We made our way to the Columbia River Gorge from the Oregon side, which has more of the popular views and waterfalls. I recommend taking the Historic Highway, just the drive is gorgeous and you will find many waterfalls along the way that I cannot find the names to, as they are a little smaller, but it is a must do. If you have an RV, it may not be quiet safe for you to drive it though.
The first official stop we made was Latourell Falls, one of my favorite Oregon waterfalls, you can get right up to where the water meets. It’s so powerful you can feel the spray without being too close, this thing is massive!
We saw a trail that led further down that I definitely recommend taking, the entire area is gorgeous.
There are many other stops along the Historic Highway, Multnomah Falls, the tallest waterfall in Oregon, was unfortunately blocked off during the season, so we couldn’t get any good shots, but it is still quiet the view. When on the Washington side of the Gorge, you can still see this massive waterfall on the other side of the Columbia River.
We didn’t get photos of Bridal Veil Falls or Horsetail Falls because that part of the Historic Highway was closed when we were there, but we will be sure to be back to these natural wonders.
When driving along the Gorge, make sure to look onto the Washington side of the river to see an enormous waterfall going down into the river, I’m not sure of the name of this but it is absolutely breathtaking.
As I said before, you will run into waterfalls along this highway every few minutes and each one is worth stopping to see, some even without names. For a full list of the popular waterfalls in the Columbia River Gorge, click here.
We crossed over the Bridge Of The Gods, which links the Oregon portion of the Gorge to Washington and is a two dollar toll bridge that is pretty awesome.
Once we got onto the Washington side, we found a local secret waterfall that took us on a National Forest Development road all the way up a mountain where it began to snow! By the time we left this area, we had about two feet of snow!
The waterfall we saw was Panther Creek Falls and it was amazing, it was a short hike downhill with an overlook, it also has a little rock climb down to the lower level. It has a rope to help you down and I definitely recommend it.
Afterwards, we started heading towards our Airbnb towards Washougal and stopped at Cape Horn, right off the highway and it is STUNNING! You can see the entire Gorge and even spot the waterfalls on the Oregon side.
In Washougal, we stayed at a Treehouse we found on Airbnb, and it was perfect for our lifestyle! I definitely recommend Airbnb for travelers, it allows you to meet new people and discover new creative homes and places.

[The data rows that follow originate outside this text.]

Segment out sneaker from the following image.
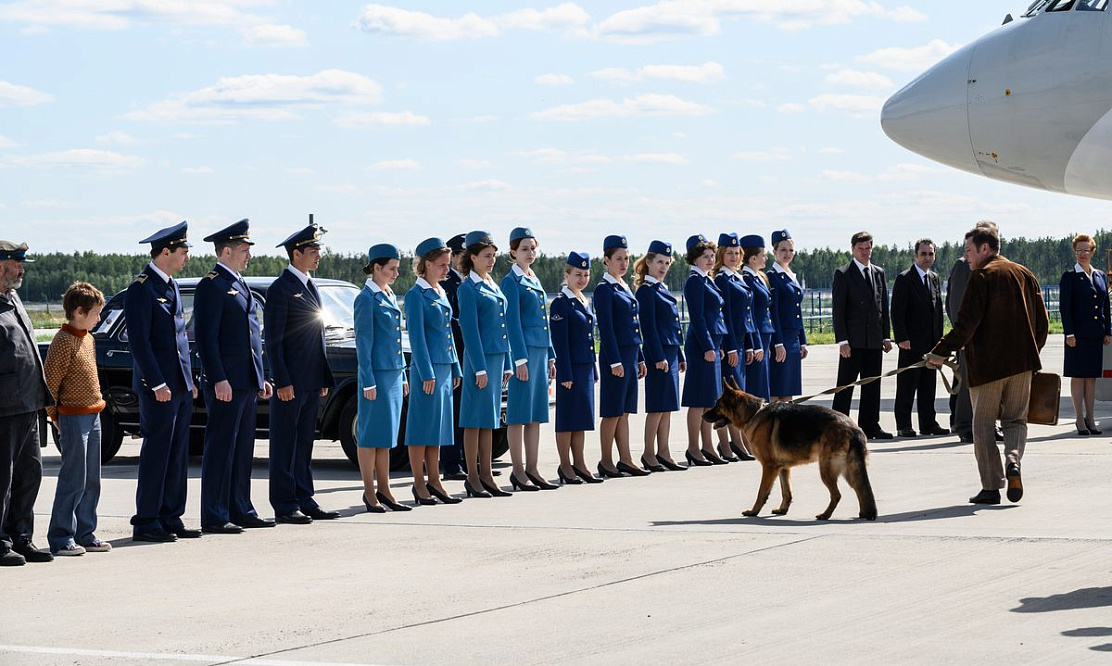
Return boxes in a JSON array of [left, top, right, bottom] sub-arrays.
[[12, 538, 53, 563], [80, 539, 112, 553], [53, 543, 86, 557]]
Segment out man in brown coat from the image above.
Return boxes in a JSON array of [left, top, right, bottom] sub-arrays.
[[927, 225, 1048, 505]]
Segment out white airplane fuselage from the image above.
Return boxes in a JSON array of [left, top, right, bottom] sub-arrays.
[[882, 4, 1112, 199]]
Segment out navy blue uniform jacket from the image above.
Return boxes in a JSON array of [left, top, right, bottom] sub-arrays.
[[263, 270, 335, 391], [194, 264, 264, 390], [636, 280, 686, 366], [125, 265, 193, 392], [550, 292, 597, 382], [1060, 268, 1112, 339]]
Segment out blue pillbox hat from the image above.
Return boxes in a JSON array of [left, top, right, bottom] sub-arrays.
[[602, 234, 627, 250], [367, 243, 400, 263], [686, 234, 709, 252], [739, 234, 765, 249], [647, 240, 672, 256], [464, 230, 495, 247], [415, 237, 448, 258], [566, 251, 590, 269], [718, 232, 740, 248], [771, 229, 792, 247], [509, 227, 535, 243]]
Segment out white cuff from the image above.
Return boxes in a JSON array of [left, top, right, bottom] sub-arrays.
[[837, 340, 848, 346], [514, 358, 528, 367], [364, 385, 375, 391], [774, 344, 785, 349], [1066, 334, 1076, 339], [475, 370, 487, 377], [727, 349, 737, 355], [610, 362, 622, 370], [152, 383, 167, 392]]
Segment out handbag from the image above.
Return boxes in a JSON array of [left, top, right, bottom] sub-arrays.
[[1027, 371, 1061, 426]]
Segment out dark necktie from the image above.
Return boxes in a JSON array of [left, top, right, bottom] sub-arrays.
[[862, 266, 873, 293]]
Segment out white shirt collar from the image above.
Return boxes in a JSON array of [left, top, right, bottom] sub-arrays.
[[914, 264, 929, 280], [416, 277, 437, 290], [644, 275, 660, 285], [768, 263, 784, 274], [147, 262, 171, 284], [511, 263, 529, 278], [365, 279, 384, 294], [603, 272, 630, 291], [772, 262, 797, 282], [561, 286, 579, 300], [742, 265, 760, 277], [691, 266, 709, 278], [286, 264, 310, 286], [468, 270, 494, 286], [852, 258, 871, 272], [217, 261, 241, 279], [721, 266, 739, 277]]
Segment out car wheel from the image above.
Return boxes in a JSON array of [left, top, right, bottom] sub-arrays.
[[99, 411, 126, 463], [339, 397, 360, 468]]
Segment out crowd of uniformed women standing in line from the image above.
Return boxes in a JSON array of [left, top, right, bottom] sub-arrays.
[[353, 227, 809, 509]]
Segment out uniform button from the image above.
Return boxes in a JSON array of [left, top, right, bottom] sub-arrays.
[[502, 335, 507, 339], [501, 323, 505, 327], [397, 350, 402, 354], [397, 338, 402, 343], [543, 327, 548, 331]]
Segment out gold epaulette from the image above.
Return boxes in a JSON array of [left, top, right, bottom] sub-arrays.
[[205, 271, 219, 280], [133, 273, 148, 284]]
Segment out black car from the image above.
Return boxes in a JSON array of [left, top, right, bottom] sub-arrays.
[[45, 276, 514, 469]]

We are going to be heading back to this area soon, the summer would be more ideal for this area so we wont run into snow again. But after doing some research, we realized that there is an incredible amount of hidden waterfalls on the Washington side of the Gorge that we must see! We already have a wish list.
We used the book, Curious Gorge, to help us find all these waterfalls and it was extremely helpful and will be our guide for our next adventure here.